Another thing, that I find suspicious (maybe this is some crazy optimization I just don't understand) is that GCC doesn't generate a single JMP with a memory operand anymore, but first loads the memory into a register and then does a register based JMP, even when the load operation is exactly the same in all cases.

From the comments it looks like there is already a working patch. Why is it not committed? I'd really appreaciate if you could fix this asap.

PS: It would be great if you could make this work for switch statements in a loop as well! Normally people don't hassle with computed gotos, they use a switch.

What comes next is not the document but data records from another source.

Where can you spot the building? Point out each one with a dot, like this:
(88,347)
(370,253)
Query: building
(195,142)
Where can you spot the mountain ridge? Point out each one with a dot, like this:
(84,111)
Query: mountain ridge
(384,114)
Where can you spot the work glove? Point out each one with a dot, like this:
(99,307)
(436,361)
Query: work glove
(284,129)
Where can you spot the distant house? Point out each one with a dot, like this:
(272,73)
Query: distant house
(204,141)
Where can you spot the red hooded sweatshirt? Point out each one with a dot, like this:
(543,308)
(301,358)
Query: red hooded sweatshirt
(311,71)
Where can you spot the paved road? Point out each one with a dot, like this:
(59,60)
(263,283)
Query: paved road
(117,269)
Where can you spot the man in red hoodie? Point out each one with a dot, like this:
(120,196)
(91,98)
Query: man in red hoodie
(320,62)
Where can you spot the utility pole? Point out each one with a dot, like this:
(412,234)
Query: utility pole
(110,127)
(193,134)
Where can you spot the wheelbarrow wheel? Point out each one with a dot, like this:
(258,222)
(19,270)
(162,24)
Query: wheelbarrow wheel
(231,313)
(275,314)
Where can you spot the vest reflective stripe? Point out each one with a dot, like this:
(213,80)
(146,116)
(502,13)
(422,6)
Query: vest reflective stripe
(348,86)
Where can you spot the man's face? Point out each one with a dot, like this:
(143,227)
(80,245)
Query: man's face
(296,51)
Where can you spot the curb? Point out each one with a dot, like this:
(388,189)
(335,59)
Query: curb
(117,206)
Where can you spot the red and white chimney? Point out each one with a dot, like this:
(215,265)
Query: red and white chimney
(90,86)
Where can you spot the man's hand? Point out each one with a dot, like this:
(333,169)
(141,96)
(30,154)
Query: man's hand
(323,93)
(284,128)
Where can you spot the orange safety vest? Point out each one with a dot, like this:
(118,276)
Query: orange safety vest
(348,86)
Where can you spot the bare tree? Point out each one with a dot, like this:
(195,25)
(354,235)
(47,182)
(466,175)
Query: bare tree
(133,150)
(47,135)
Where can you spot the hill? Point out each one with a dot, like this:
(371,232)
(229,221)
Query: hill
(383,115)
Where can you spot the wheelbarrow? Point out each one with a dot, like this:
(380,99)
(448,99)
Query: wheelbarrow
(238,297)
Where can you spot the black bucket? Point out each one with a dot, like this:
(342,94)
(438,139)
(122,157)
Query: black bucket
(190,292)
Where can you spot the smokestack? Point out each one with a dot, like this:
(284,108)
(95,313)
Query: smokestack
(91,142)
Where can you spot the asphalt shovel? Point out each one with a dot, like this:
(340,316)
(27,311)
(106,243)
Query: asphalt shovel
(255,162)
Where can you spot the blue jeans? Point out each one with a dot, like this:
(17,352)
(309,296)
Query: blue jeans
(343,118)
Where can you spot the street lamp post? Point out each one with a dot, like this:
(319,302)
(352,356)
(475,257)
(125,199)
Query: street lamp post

If this is in a loop and cases go back directly to the switch statement, the additional jump should be eliminated, possibly duplicating n instructions from the top of the loop before the switch.
Comment 13 Kai Tietz 2014-06-23 21:53:02 UTC
Author: ktietz
Date: Mon Jun 23 21:52:31 2014
New Revision: 211919

URL: https://gcc.gnu.org/viewcvs?rev=211919&root=gcc&view=rev
        PR target/39284
        * passes.def (peephole2): Move peephole2 pass before
        before sched2 pass.
        * config/i386/i386.md (peehole2): Combine memories
        and indirect jumps.

Comment 14 Kai Tietz 2014-06-23 21:55:35 UTC
I think we can close that bug for now.
Patch won't be backported.
Comment 15 Richard Henderson 2014-06-30 20:15:16 UTC
Author: rth
Date: Mon Jun 30 20:14:42 2014
New Revision: 212172

URL: https://gcc.gnu.org/viewcvs?rev=212172&root=gcc&view=rev
PR rtl-opt/61608

        PR target/39284
        * bb-reorder.c (pass_duplicate_computed_gotos::execute): Cleanup
        the cfg if there were any changes.
        * passes.def: Revert move of peephole2 after reorder_blocks;
        move duplicate_computed_gotos before peephole2.